But instead of basking in the thought that they could qualify for a national competition in St. Louis – the reward for the top two teams at state – the students have spent the past few weeks trying to engineer modifications to their remote-controlled robot.
“There were tons of changes along the way,” said senior Jaron Ellis, 17. “Too many to count.”
Yelm High School began its after-school robotics club last year. The program is funded by a grant from the state Office of Superintendent of Public Instruction, said the club’s adviser, Doug Meyer, who teaches pre-engineering and computer networking at Yelm High School.
“The whole idea behind it is to get students interested in science, math and technology,” Meyer said.
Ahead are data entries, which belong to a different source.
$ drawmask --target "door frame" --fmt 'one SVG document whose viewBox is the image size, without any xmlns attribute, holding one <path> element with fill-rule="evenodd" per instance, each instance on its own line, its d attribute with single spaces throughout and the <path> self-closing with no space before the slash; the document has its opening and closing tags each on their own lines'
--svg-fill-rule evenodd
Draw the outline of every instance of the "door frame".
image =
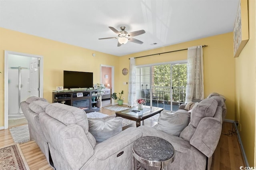
<svg viewBox="0 0 256 170">
<path fill-rule="evenodd" d="M 4 50 L 4 129 L 8 128 L 8 73 L 9 68 L 8 56 L 15 55 L 25 57 L 39 58 L 39 97 L 43 97 L 43 57 L 42 55 L 22 53 L 18 52 Z"/>
<path fill-rule="evenodd" d="M 114 81 L 114 67 L 112 66 L 112 65 L 104 65 L 104 64 L 101 64 L 100 65 L 100 83 L 102 83 L 101 82 L 101 76 L 102 76 L 102 73 L 101 73 L 101 67 L 111 67 L 111 78 L 112 79 L 112 80 L 111 81 L 111 84 L 112 85 L 112 91 L 111 91 L 112 92 L 112 93 L 113 93 L 113 91 L 114 91 L 114 82 L 115 82 Z M 112 99 L 112 98 L 111 97 L 111 94 L 110 94 L 110 99 L 111 100 L 111 105 L 114 105 L 114 103 L 115 103 L 115 101 Z M 101 101 L 100 101 L 100 102 L 101 103 Z M 102 105 L 100 105 L 100 107 L 102 107 Z"/>
</svg>

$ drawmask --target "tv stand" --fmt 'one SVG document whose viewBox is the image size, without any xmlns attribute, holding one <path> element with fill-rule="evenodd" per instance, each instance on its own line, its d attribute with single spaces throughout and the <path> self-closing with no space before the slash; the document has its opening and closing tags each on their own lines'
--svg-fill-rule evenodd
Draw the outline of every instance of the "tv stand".
<svg viewBox="0 0 256 170">
<path fill-rule="evenodd" d="M 52 91 L 52 103 L 60 103 L 84 110 L 86 113 L 98 111 L 100 95 L 97 90 L 86 89 Z"/>
</svg>

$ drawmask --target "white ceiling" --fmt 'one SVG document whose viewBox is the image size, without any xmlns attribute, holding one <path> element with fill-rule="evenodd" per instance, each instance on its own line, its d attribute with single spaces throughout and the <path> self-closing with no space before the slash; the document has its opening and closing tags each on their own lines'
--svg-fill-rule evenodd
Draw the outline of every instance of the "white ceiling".
<svg viewBox="0 0 256 170">
<path fill-rule="evenodd" d="M 117 56 L 233 31 L 239 0 L 0 0 L 0 27 Z M 117 47 L 108 27 L 144 30 Z M 157 43 L 152 45 L 153 43 Z M 195 44 L 195 45 L 200 44 Z M 203 45 L 203 44 L 202 44 Z"/>
</svg>

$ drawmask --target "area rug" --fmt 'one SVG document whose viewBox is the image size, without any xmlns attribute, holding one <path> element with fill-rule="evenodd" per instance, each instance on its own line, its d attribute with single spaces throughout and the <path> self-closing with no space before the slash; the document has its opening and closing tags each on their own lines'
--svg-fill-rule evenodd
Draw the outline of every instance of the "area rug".
<svg viewBox="0 0 256 170">
<path fill-rule="evenodd" d="M 10 131 L 15 143 L 22 143 L 29 141 L 29 132 L 28 124 L 10 128 Z"/>
<path fill-rule="evenodd" d="M 19 144 L 0 148 L 0 169 L 30 169 Z"/>
<path fill-rule="evenodd" d="M 106 117 L 105 117 L 103 118 L 104 119 L 112 119 L 116 117 L 116 114 L 114 114 L 114 115 L 111 115 L 110 116 L 107 116 Z M 125 118 L 123 118 L 122 117 L 121 117 L 123 120 L 122 120 L 122 127 L 124 127 L 128 125 L 129 125 L 131 124 L 132 123 L 134 123 L 136 122 L 135 121 L 131 121 L 130 120 L 127 119 Z"/>
<path fill-rule="evenodd" d="M 129 107 L 123 107 L 122 106 L 118 106 L 116 105 L 113 105 L 113 106 L 104 107 L 104 108 L 106 109 L 111 110 L 112 111 L 118 111 L 127 109 L 129 109 Z"/>
</svg>

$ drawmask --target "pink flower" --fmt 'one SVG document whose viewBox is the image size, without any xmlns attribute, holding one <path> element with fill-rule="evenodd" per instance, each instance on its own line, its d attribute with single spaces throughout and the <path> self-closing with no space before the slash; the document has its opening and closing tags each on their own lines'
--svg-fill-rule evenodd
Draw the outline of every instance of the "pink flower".
<svg viewBox="0 0 256 170">
<path fill-rule="evenodd" d="M 145 101 L 142 99 L 137 99 L 136 101 L 137 101 L 137 103 L 138 103 L 138 104 L 140 104 L 140 105 L 143 105 L 143 104 L 145 103 Z"/>
</svg>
High school robotics teams are relatively new to Washington, according to Eric Stokely, a math and science teacher at Tacoma’s Bellarmine Prep who helps organize robotic competitions in the state through a nonprofit known as FIRST Washington, or FIRSTWA. Most have formed in the past five years.
Stokely said there are 1,800 FIRST Tech teams nationally, and about 65 in the state and British Columbia.
According to Stokely, the program is a good way to help students learn about career options and other choices they have after high school.
“They suddenly realize, ‘Oh, that’s what you can do with this skills set,’” he said. “You can build equipment. You can design equipment. (The Massachusetts Institute of Technology) is actually bragging right now that 10 percent of their incoming freshman class has ‘FIRST’ experience.”
Last year, Yelm’s team grappled with inexperience and an enormous learning curve.
“We had a lot of technical difficulties last year,” Meyer said. “We didn’t do very well.”
This year, the school had enough students turn out to form two teams. Yelm’s Team Kronos finished 18th and 10th at regional competitions.
The members of Team Odin have each put about 50 hours into the project, which included building a robot from scratch and programming it to complete tasks along a 12-foot-square uneven obstacle course.
During a competition, teams receive points when their robots complete certain tasks, such as collecting batons or balancing on a wobbly bridge in the course. They also are paired up to work in “alliances” for a portion of the tournament.
Part of the fun is watching the other teams’ robots play the game, said Yelm senior Avery VanKirk, 17.
“Everybody’s trying to build a robot to do the same thing, but they are all different,” he said. “It’s amazing to see the other things that people come up with.”